In step S310, according to the relationship z (t) between thermal resistance and time variation, a specific embodiment of the first temperature response function of the multilayer composite material is as follows: the thermal resistance-time variation relationship z (t) is considered to be a first order response system and represents a first temperature response function of the multilayer composite as the sum of exponential functions:

wherein, tau_i＝R_thi·C_thiThe.

In the formula (2), T (t) represents a temperature-time change relationship, Δ P_hRepresents heating power in units of W; n represents n layers in total of the multilayer composite material; r_thiRepresents the thermal resistance of the ith layer, and the unit is K/W; t represents time in units of s; c_thiRepresents the heat capacity of the ith layer and has the unit of J/K. In formula (3), τ_iDenotes the time constant in units of s.

In some embodiments, Δ P is assumed_hThe first temperature response function can be expressed as a unit step response, and a specific expression of the unit step response can be referred to as formula (3):

step S320, a specific implementation of obtaining the total thermal resistance of the multilayer composite material according to the first temperature response function is as follows: and processing the first temperature response function or the unit step response after the first temperature response function is transformed to obtain the total thermal resistance of the multilayer composite material.

Step S330, a specific implementation of obtaining the first thermal resistance and the first heat capacity according to the total thermal resistance is as follows: according to the total thermal resistance of the multilayer composite material and the layering information of the multilayer composite material, the first thermal resistance of each sub-layer can be obtained, and the first heat capacity of each sub-layer can be further obtained according to the first thermal resistance, so that the measurement of the thermal resistance and the heat capacity of each layer of material of the multilayer composite material is realized.

Referring to fig. 3, step S320 includes: s321, carrying out continuous processing on the first temperature response function to obtain a second temperature response function; and S322, carrying out differential processing on the second temperature response function to obtain the total thermal resistance.

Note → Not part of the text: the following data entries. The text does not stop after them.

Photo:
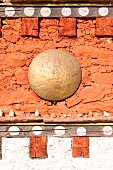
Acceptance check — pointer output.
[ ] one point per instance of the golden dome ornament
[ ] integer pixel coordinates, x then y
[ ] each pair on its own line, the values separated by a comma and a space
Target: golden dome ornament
54, 75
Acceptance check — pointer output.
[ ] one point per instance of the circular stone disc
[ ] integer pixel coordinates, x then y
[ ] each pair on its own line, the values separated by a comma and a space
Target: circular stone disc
54, 75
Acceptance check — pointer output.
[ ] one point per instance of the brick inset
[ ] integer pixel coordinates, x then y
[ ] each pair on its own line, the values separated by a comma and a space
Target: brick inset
104, 26
30, 27
67, 27
38, 147
80, 147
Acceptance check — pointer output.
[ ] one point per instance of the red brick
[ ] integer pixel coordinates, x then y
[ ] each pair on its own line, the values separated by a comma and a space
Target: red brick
104, 26
67, 27
30, 27
38, 147
0, 26
80, 152
80, 147
80, 142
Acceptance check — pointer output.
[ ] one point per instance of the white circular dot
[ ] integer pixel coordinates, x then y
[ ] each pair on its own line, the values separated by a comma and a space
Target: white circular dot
45, 11
29, 11
59, 130
103, 11
107, 130
81, 131
66, 11
83, 11
37, 130
9, 11
14, 130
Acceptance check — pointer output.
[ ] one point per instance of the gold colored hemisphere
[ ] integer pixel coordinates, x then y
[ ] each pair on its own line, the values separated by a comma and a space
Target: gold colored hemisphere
54, 75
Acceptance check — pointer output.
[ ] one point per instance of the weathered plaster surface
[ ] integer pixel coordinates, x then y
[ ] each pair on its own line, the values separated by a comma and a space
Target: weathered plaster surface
15, 153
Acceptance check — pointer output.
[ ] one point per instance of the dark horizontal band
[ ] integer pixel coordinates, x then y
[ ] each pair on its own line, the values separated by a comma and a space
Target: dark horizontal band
56, 130
14, 11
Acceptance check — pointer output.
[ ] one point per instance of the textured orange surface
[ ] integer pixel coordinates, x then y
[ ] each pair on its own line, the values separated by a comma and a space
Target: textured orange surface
95, 55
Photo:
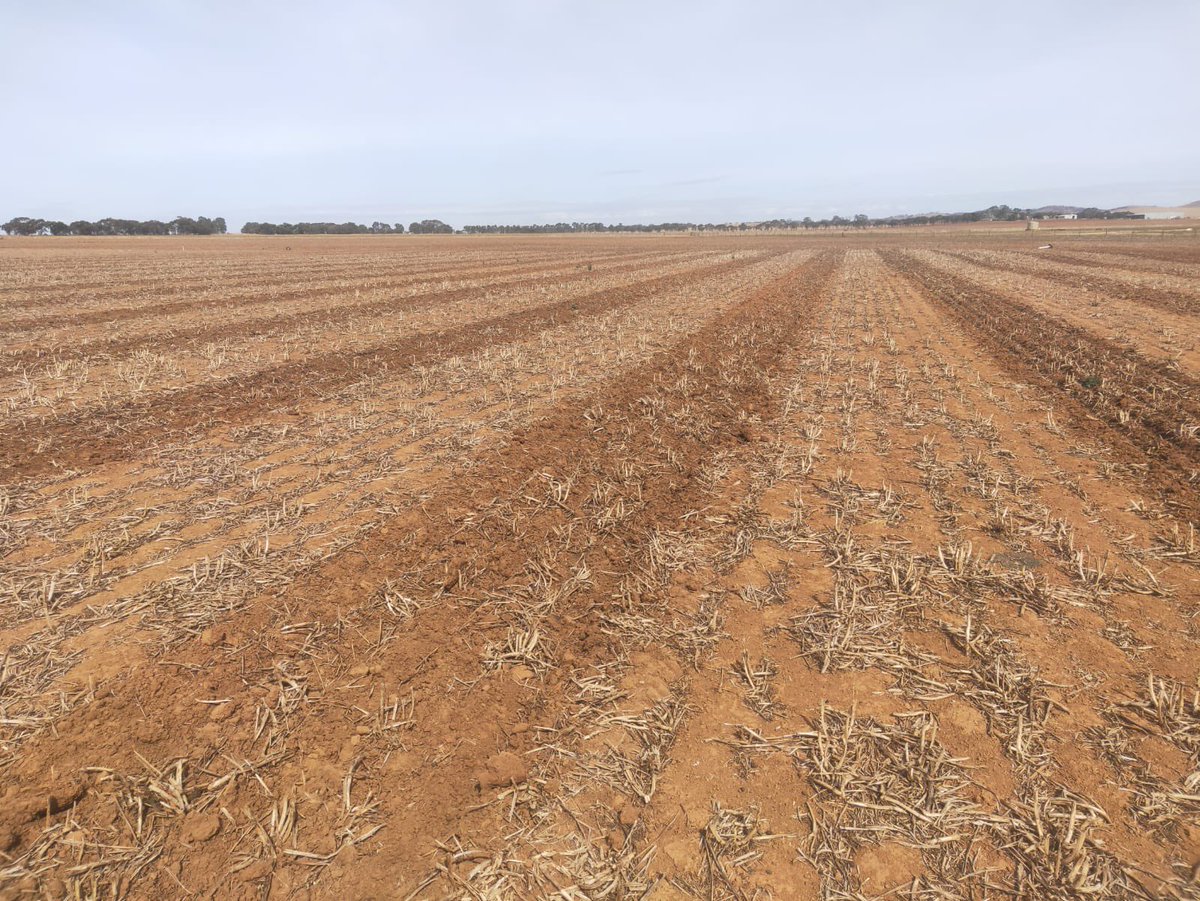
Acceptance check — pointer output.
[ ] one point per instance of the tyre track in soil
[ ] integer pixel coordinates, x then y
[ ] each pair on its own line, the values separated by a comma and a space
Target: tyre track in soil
1157, 401
1157, 298
465, 551
102, 437
112, 314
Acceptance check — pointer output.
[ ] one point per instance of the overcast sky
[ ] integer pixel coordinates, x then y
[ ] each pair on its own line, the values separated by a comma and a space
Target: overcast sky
526, 110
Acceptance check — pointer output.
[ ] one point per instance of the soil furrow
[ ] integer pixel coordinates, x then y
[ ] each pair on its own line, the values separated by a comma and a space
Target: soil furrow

In step S321, the first temperature response function is processed continuously toOne specific implementation of obtaining the second temperature response function is as follows: discrete thermal time constant tau_iSubstitution with a continuous spectrum of thermal time constants gives formula (4):

step S322, performing differential processing on the second temperature response function to obtain the total thermal resistance, in which a specific embodiment of the method is as follows: and (3) performing differential processing on T (t) in the formula (4), and determining each layer of material according to the inflection point of a differential curve:

in formula (5), r (z) represents the total thermal resistance, w (z) represents the time function, and each Δ z corresponds to a parallel RC circuit.

Referring to fig. 4, in some embodiments, step S330 includes the steps of: s331, obtaining a first thermal resistance R according to the total thermal resistance_thR (Z)/Δz; s332, obtaining a first heat capacity C according to the first thermal resistance_th＝e^z/R_th。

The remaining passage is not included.